The variety of fruit and vegetable consumption may decrease disease risk, independent of quantity.
One of the reasons some studies haven’t shown more impressive results tying disease reduction to the quantity of fruit and vegetable consumption, may be because of quality of fruit and vegetable consumption. People are more likely to eat bananas than blueberries; cucumbers instead of kale. Variety is also important though. If you eat a whole cantaloupe you would be recorded getting 8 servings of fruits or vegetables. One head of iceburg lettuce makes like 10 cups.
We know that whole foods are better than eating individual nutrients, for example a carrot is better than a beta carotene pill, because of what’s been called nutrient synergy where the whole is greater than the sum of its parts, as many of the nutrients interact, work together, and complement one another. But what synergy between foods?
Check this out. I've talked about the wonders of the spice turmeric, but the key component has very poor bioavailability. Just a tiny bit gets into your bloodstream after eating a nice curry—unless, you add some black pepper. The phytonutrient in black pepper boosts the levels of the turmeric phyonutrient 2000%! That's why dietary diversity is so important.
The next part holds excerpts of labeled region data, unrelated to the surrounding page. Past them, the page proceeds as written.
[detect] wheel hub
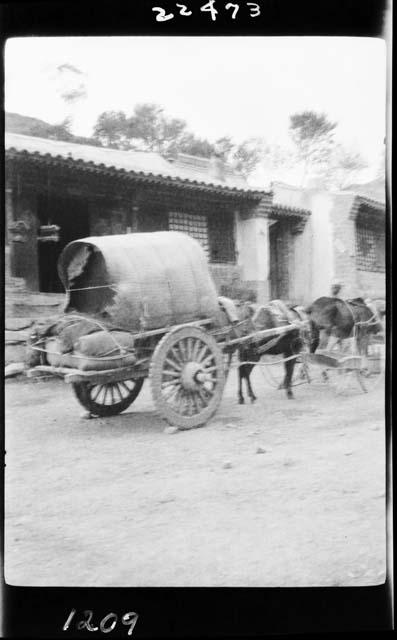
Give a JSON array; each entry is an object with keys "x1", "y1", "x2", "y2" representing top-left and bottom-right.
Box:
[{"x1": 181, "y1": 362, "x2": 207, "y2": 391}]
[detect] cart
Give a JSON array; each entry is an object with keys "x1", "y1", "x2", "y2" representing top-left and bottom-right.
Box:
[
  {"x1": 300, "y1": 332, "x2": 385, "y2": 394},
  {"x1": 28, "y1": 232, "x2": 295, "y2": 429}
]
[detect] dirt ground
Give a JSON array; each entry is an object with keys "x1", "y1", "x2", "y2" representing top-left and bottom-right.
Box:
[{"x1": 5, "y1": 360, "x2": 386, "y2": 587}]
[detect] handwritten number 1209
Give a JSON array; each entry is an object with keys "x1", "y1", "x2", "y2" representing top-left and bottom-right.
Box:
[
  {"x1": 62, "y1": 609, "x2": 138, "y2": 636},
  {"x1": 152, "y1": 0, "x2": 261, "y2": 22}
]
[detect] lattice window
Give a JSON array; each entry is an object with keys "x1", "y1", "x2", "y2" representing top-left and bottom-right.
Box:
[
  {"x1": 168, "y1": 211, "x2": 209, "y2": 258},
  {"x1": 356, "y1": 219, "x2": 385, "y2": 271},
  {"x1": 208, "y1": 210, "x2": 236, "y2": 263}
]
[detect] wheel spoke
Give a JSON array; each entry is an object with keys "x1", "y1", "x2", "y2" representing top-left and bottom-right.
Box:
[
  {"x1": 198, "y1": 388, "x2": 212, "y2": 406},
  {"x1": 115, "y1": 382, "x2": 123, "y2": 402},
  {"x1": 172, "y1": 389, "x2": 184, "y2": 414},
  {"x1": 102, "y1": 384, "x2": 109, "y2": 404},
  {"x1": 200, "y1": 353, "x2": 214, "y2": 367},
  {"x1": 204, "y1": 364, "x2": 218, "y2": 373},
  {"x1": 119, "y1": 380, "x2": 132, "y2": 395},
  {"x1": 191, "y1": 338, "x2": 200, "y2": 362},
  {"x1": 161, "y1": 380, "x2": 180, "y2": 389},
  {"x1": 192, "y1": 391, "x2": 200, "y2": 413},
  {"x1": 196, "y1": 344, "x2": 209, "y2": 363},
  {"x1": 161, "y1": 384, "x2": 181, "y2": 402},
  {"x1": 186, "y1": 338, "x2": 193, "y2": 361},
  {"x1": 163, "y1": 369, "x2": 181, "y2": 378},
  {"x1": 165, "y1": 356, "x2": 183, "y2": 371},
  {"x1": 177, "y1": 340, "x2": 187, "y2": 363},
  {"x1": 90, "y1": 385, "x2": 102, "y2": 402}
]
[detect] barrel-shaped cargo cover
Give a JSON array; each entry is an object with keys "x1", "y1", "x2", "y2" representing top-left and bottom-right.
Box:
[{"x1": 58, "y1": 231, "x2": 219, "y2": 332}]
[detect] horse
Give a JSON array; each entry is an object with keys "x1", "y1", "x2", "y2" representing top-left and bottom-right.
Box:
[
  {"x1": 305, "y1": 296, "x2": 383, "y2": 355},
  {"x1": 238, "y1": 304, "x2": 303, "y2": 404}
]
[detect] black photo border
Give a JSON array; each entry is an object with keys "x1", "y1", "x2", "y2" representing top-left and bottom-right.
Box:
[{"x1": 0, "y1": 0, "x2": 393, "y2": 640}]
Not only may the variety of fruit and vegetable consumption decrease disease risk independent from quantity of consumption, sometimes variety may be even more important. Check this out, no difference in inflammation—C-reactive protein levels—between those eating 6 servings of vegetables a day and those eating 2 servings, but those eating the more variety—even if they didn’t necessariliy eat greater overall quantities—had significantly less inflammation
This supports the American Heart Association’s latest dietary guidelines, which, for the first time, added a recommendation for also eating a variety of fruits and vegetables.
To see any graphs, charts, graphics, images, and quotes to which Dr. Greger may be referring watch the above video. This is just an approximation of the audio contributed by veganmontreal.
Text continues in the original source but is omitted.